Defendants, who have committed the act that goes on to become a criminal charge against them, are often hesitant of whether or not they should tell their lawyer about it. Even when they don’t, they worry that their lawyers will presume they are guilty and will probably choose either not to represent them, or will do a half-hearted job.

For a lawyer to decide if he should accept a case, he needs to look into the most important consideration – whether or not the prosecution can prove, beyond a reasonable doubt, that his client has committed the crime that he has been accused of.

This is very different from asking whether or not the client has actually committed the act in question. For instance, if the client is charged with robbery, and he did actually snatch someone’s purse on the street, he can win an acquittal if the victim fails to identify him.

Herein lies the key difference between factual guilt and legal guilt.

Before taking on a case, a competent criminal defense lawyer will not ask whether his client really committed the crime or not. Rather, he would ask if the government can prove that his client did, in fact, commit that particular crime.

Irrespective of what the defendant has done, he is not legally guilty until the prosecutor produces enough evidence to persuade a judge/jury to convict him of the crime.

A criminal defense lawyer may, however, may not lie to the judge/jury by explicitly and specifically saying that the defendant did not do something that the lawyer knows the defendant did do. Rather, the lawyer’s tactics and arguments should be all about the government’s inability to prove the elements of the crime.

A Skeptical View

Several criminal defense attorneys are skeptical about the place of ethics in law. Most law schools teach about ethics wherein they talk about certain rules and how they can be lawfully manipulated. One may feel that attorneys get away by paying little or no price for their ethical breaches. In fact, they earn quite lucratively from it.

Of course, attorneys would like nothing more than to bring the highest levels of ethics into law. When one describes the benefits of ethical practice, it often sounds like a scene from a movie which ends with a ‘feel-good’ factor for everyone. It would definitely be great to have the trust and the admiration of your colleagues, and to have the judges acknowledge your honest demeanor and take you at your word (rather than try to dodge you in public).

But then again, there will always be that other criminal defense lawyer, who won’t bat an eyelid before breaking all the rules, won’t mind being scorned at by his colleagues and the judges, and yet manage to make a handsome profit.

One may say that ethical behavior will bring you benefits in the long term; and if you are in the profession of law to make quick money, it may seem that unethical practices are more profitable, or that acting ethically will only lead to you losing out on a lot of moolah.

Being ethical in the field of law isn’t a cakewalk. If taking this route was indeed the easiest way to success, or the fastest way to making money, the need for codes of professional conduct and penalties for violations of those codes would lessen greatly.

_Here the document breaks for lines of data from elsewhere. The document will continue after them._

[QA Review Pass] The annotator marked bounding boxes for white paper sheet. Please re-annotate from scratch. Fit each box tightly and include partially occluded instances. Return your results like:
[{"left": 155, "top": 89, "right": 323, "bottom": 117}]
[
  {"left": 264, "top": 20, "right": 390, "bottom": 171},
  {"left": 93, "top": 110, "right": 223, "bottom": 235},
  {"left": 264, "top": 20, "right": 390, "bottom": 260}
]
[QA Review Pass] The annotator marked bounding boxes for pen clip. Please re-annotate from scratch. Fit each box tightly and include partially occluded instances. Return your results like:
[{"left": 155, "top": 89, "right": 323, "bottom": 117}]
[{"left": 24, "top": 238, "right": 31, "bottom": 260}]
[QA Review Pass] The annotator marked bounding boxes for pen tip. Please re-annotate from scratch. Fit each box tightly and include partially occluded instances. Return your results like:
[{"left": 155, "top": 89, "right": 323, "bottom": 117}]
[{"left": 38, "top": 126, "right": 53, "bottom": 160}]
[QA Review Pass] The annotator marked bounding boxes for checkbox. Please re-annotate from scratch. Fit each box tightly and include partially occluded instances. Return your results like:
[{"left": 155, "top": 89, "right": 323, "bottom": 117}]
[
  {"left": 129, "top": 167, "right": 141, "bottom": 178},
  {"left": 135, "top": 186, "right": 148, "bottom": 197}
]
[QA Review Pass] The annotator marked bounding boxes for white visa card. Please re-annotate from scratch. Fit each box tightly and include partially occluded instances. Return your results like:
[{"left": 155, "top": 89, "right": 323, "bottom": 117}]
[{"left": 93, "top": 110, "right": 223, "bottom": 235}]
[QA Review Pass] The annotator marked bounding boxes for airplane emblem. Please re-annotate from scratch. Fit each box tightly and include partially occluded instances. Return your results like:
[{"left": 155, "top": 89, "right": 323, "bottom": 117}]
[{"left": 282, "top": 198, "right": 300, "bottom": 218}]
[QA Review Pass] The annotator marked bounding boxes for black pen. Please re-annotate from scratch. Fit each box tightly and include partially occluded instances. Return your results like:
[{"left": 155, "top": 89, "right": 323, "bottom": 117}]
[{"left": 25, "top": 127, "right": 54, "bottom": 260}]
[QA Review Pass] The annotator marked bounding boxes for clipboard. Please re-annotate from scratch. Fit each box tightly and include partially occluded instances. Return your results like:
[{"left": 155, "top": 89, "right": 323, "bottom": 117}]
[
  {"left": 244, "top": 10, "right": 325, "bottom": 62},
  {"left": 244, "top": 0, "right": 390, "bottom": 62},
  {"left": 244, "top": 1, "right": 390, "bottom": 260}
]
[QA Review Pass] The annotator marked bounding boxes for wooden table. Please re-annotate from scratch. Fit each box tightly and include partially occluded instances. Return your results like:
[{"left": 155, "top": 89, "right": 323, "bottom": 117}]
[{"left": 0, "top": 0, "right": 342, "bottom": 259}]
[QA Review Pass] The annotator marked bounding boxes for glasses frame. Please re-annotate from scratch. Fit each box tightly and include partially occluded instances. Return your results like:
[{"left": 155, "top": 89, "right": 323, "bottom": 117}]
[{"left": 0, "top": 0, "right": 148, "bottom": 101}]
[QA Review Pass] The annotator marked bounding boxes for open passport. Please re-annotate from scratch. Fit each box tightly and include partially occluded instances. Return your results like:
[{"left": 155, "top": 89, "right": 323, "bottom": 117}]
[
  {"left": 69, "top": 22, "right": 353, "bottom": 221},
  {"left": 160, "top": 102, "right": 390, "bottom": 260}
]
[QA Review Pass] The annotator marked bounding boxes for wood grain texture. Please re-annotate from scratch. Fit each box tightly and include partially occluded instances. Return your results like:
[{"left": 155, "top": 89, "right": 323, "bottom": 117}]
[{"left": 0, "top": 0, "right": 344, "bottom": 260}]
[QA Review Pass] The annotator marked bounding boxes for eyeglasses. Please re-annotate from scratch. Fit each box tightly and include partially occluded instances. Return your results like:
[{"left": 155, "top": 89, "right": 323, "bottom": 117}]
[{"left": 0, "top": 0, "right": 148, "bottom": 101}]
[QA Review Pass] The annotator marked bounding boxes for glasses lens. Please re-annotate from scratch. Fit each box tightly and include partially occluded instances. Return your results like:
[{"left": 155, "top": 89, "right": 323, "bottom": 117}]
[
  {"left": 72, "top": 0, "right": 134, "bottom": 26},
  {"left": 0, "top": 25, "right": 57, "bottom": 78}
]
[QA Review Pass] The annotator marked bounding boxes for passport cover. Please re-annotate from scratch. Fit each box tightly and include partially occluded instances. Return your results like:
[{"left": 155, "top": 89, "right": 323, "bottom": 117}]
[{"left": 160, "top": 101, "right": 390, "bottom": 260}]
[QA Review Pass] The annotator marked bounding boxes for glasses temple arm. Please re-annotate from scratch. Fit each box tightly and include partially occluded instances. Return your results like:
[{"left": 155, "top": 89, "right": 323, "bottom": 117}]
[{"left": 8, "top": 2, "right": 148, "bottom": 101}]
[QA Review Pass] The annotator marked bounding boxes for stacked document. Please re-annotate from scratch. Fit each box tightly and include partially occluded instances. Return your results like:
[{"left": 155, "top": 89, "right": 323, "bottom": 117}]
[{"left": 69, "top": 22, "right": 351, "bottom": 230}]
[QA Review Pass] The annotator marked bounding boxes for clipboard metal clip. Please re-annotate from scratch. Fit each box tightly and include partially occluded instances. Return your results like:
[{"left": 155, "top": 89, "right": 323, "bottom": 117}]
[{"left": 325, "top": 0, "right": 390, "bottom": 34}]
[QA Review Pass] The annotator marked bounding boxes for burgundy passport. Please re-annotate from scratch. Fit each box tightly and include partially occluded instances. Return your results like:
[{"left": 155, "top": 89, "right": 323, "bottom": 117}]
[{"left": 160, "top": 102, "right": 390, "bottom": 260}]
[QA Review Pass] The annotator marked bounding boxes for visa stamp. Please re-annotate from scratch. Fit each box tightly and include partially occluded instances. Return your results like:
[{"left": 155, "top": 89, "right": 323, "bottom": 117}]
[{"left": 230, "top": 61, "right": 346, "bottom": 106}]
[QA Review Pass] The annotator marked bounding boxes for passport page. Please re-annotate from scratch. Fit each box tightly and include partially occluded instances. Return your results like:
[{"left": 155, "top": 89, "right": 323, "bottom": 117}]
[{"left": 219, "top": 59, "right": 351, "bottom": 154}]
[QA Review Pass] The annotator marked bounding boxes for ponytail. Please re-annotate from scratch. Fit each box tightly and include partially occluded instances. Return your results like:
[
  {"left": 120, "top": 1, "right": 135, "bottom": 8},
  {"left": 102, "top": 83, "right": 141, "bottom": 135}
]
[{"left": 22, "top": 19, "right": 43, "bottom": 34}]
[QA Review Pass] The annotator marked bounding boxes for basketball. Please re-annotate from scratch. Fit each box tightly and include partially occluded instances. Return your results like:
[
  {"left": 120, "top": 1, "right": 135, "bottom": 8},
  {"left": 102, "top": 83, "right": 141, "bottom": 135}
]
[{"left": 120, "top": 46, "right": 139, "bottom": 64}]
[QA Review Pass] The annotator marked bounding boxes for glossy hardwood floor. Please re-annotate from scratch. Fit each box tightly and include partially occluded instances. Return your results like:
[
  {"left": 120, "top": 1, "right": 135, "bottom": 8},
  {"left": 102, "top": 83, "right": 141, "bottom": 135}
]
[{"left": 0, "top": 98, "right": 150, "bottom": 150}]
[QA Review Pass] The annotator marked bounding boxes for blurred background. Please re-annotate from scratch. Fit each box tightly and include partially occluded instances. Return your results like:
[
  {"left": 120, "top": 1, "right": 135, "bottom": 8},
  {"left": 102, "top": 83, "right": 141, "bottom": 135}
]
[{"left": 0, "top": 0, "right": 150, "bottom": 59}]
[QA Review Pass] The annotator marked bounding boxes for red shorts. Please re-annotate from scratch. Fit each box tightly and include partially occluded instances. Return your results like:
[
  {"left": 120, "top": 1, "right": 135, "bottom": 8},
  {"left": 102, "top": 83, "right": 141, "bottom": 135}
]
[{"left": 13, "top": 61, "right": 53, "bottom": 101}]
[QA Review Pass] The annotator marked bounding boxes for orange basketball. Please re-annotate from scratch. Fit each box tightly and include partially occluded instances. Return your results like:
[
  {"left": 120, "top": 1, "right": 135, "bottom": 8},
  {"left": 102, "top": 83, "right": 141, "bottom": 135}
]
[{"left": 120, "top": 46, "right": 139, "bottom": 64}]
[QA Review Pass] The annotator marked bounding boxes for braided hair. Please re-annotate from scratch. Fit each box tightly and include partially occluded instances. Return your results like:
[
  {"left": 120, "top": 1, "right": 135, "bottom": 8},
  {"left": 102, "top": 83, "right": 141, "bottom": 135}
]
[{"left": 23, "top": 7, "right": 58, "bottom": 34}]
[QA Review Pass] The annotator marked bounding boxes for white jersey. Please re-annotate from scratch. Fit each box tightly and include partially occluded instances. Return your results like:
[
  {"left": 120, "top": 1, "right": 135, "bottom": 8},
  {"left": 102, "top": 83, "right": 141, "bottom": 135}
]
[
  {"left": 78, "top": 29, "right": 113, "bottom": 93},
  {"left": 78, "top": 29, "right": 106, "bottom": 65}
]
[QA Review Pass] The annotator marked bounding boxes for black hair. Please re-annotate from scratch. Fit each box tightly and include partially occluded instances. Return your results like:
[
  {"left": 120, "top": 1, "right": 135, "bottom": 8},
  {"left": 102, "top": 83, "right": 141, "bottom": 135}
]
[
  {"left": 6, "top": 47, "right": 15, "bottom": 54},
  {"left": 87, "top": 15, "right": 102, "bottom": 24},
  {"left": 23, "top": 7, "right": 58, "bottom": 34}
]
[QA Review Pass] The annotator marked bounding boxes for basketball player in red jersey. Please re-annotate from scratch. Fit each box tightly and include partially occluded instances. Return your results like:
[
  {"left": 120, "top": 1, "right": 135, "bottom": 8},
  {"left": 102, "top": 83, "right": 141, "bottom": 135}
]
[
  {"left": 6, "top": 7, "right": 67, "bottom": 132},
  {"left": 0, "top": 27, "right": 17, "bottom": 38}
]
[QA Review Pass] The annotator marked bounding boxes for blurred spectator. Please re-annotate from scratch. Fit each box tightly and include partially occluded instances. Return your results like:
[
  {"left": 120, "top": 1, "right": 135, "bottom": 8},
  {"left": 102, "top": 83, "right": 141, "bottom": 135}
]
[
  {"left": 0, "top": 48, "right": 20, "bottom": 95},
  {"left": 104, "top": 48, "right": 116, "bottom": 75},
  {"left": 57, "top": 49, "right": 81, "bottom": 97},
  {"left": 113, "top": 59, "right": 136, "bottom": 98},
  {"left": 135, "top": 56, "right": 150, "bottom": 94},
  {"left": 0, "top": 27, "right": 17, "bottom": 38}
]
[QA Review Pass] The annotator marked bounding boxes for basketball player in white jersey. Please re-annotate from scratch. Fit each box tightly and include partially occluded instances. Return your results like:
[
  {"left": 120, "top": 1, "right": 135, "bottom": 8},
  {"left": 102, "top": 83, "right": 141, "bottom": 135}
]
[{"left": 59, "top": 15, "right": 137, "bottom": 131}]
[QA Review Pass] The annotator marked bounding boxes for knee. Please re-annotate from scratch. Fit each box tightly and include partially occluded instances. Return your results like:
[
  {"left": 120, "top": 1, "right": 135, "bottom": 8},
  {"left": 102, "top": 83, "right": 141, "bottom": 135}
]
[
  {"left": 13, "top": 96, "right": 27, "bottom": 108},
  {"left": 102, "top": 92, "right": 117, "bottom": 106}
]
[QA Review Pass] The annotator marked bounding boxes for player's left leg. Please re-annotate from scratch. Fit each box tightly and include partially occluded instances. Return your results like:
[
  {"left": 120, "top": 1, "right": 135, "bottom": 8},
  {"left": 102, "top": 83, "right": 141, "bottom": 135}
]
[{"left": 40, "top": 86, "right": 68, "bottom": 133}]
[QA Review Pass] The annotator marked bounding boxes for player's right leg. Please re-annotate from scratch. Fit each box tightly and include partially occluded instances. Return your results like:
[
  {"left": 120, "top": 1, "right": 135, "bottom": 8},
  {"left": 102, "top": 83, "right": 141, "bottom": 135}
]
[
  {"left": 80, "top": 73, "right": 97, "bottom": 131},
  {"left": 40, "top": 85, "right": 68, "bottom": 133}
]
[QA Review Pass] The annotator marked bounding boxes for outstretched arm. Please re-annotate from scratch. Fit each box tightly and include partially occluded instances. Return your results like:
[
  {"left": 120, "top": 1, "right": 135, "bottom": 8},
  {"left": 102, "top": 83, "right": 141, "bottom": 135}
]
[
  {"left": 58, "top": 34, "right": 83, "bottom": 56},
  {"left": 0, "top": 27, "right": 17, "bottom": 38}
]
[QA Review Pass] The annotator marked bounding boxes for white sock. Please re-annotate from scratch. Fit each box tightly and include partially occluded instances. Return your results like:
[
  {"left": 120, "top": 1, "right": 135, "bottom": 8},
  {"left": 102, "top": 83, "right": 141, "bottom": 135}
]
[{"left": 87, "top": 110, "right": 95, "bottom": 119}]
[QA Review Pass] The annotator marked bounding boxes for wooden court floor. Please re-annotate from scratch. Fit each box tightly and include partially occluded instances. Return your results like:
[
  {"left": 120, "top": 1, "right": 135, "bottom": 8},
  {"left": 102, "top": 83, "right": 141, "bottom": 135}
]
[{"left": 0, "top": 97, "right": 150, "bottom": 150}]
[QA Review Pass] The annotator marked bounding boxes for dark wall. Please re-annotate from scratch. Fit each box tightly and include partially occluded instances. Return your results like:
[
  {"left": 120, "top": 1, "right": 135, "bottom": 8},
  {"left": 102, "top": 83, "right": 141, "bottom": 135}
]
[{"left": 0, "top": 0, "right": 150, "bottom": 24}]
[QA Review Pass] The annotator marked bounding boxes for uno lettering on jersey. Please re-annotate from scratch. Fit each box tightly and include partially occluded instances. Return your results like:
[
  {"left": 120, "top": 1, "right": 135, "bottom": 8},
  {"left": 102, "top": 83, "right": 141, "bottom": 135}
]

At the same time, not many attorneys would disagree that if more lawyers acted in an ethical manner, legal practice would become a lot more straightforward and gratifying.


Professionals and personal ethics are two different ball games, and both need to be handled sensitively. In the field of law, several criminal defense lawyers, especially newbies, find it extremely difficult to come to terms with the ethical dilemma which comes with this profession. Experience, however, is the best teacher. The important thing to remember when being a good lawyer is that you’ll be hired only if you know how to get your client out of trouble, rather than getting yourself into it.